De beheersgroepen binnen de categorie "Hagen' onderscheiden zich naar het beeld waarin ze zich voordoen, te weten: de 'Haag' als geschoren lijnvormig element, de "Blokhaag', de 'Losgroeiende haag'en tegen/op/in/ "Geluidsschermen". De haag als eenvormig geschoren element is tevens onderscheiden naar zaken die te maken hebben met de haagvoet als, b.v. wieden en inboeten (uitgedrukt in m) en die met betrekking tot de te knippen oppervlakte (uitgedrukt in m2).

De knipoppervlakte is per element bepaald aan de hand van de volgende geïnventariseerde gegevens:

  • de gemiddelde hoogte van de haag
  • het één of tweezijdig knippen van de zijkant(en) van de haag
  • de gemiddelde breedte van de haag.
Afgeknipt /gesnoeid hout dient omgaand te worden opgeruimd en afgevoerd.

3.2.4.1 beheergroep Haag lijnvormig

beheergroep 611 - "HAAG - LIJNVORM - VOET C.A."
visuele hoofdkenmerken Zie "algemeen". Een lijnvormige haag van loofhout of coniferen die 2 soms 1x per jaar wordt geknipt.
opmerkingen Heeft betrekking op werkzaamheden die verricht worden aan de haagvoet en inboeten, uitgedrukt in m.
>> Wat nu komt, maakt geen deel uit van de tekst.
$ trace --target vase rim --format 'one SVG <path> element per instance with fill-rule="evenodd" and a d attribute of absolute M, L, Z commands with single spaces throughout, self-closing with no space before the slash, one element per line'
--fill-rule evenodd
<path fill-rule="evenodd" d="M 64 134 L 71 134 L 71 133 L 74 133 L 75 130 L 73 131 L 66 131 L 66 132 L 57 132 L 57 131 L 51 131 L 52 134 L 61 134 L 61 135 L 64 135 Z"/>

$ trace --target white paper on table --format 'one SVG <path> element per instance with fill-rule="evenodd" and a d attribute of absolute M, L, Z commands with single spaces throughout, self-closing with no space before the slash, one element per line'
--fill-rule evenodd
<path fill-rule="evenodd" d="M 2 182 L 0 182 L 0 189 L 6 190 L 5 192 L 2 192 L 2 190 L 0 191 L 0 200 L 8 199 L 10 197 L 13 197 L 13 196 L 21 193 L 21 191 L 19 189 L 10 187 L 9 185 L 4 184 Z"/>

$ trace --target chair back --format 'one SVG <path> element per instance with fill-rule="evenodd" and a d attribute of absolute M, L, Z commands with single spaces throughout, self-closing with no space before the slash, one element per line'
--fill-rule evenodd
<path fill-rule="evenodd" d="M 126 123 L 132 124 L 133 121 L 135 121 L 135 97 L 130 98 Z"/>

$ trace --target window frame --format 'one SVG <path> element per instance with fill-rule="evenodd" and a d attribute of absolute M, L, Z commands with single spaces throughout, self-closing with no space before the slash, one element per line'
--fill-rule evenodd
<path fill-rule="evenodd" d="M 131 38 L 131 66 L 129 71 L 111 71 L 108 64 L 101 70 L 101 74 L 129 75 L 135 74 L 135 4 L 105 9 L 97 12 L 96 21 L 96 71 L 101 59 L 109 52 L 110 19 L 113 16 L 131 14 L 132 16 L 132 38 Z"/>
3.2.4.2 beheergroep Haag knipoppervlak

beheergroep 621 - "HAAG - LIJNVORM - KNIPOPPERVLAKTE"
visuele hoofdkenmerken Zie beheersgroep 611
opmerkingen Betreft de te knippen oppervlakte per keer, uitgedrukt in m2

3.2.4.1 beheergroep Losgroeiende haag

beheergroep 631 - "HAAG - LOSGROEIEND"
visuele hoofdkenmerken Een enigszins lijnvormig overkomende maximaal 2 m brede beplanting van loofhout zonder geschoren karakter en met een niet zo sterk ontwikkeld regeneratievermogen.
opmerkingen Worden, afhankelijk van de soort, 1x per gemiddeld 5 jaar gedeeltelijk gesnoeid. Wordt uitgedrukt in m haag.

3.2.4 categorie Heesters

Categorie Beheergroep Subgroep
heesters bodembedekkers  
  heesters en botanische rozen  
  sierheesters  
  vaste bak  

Tabel 8. In Lunetten gehanteerde beheergroepen in de categorie Heesters

De categorie Heesters omvat in Lunetten vier beheergroepen. Deze beheergroepen zijn in hoofdzaak van toepassing op groenelementen in het stedelijk gebied en hebben vaak een geringe oppervlakte. Er worden bovendien veel uitheemse soorten toegepast, vooral in de beheergroepen Bodembedekkers, Sierheesters en Vaste bak. De beheergroep Heesters en botanische rozen heeft veelal betrekking op beplantingen met inheemse soorten en onderscheidt zich vooral door ligging en omvang van de beheergroepen Bossingel en Struweel. In deze paragraaf wordt daarom vooral ingegaan op deze laatste beheergroep.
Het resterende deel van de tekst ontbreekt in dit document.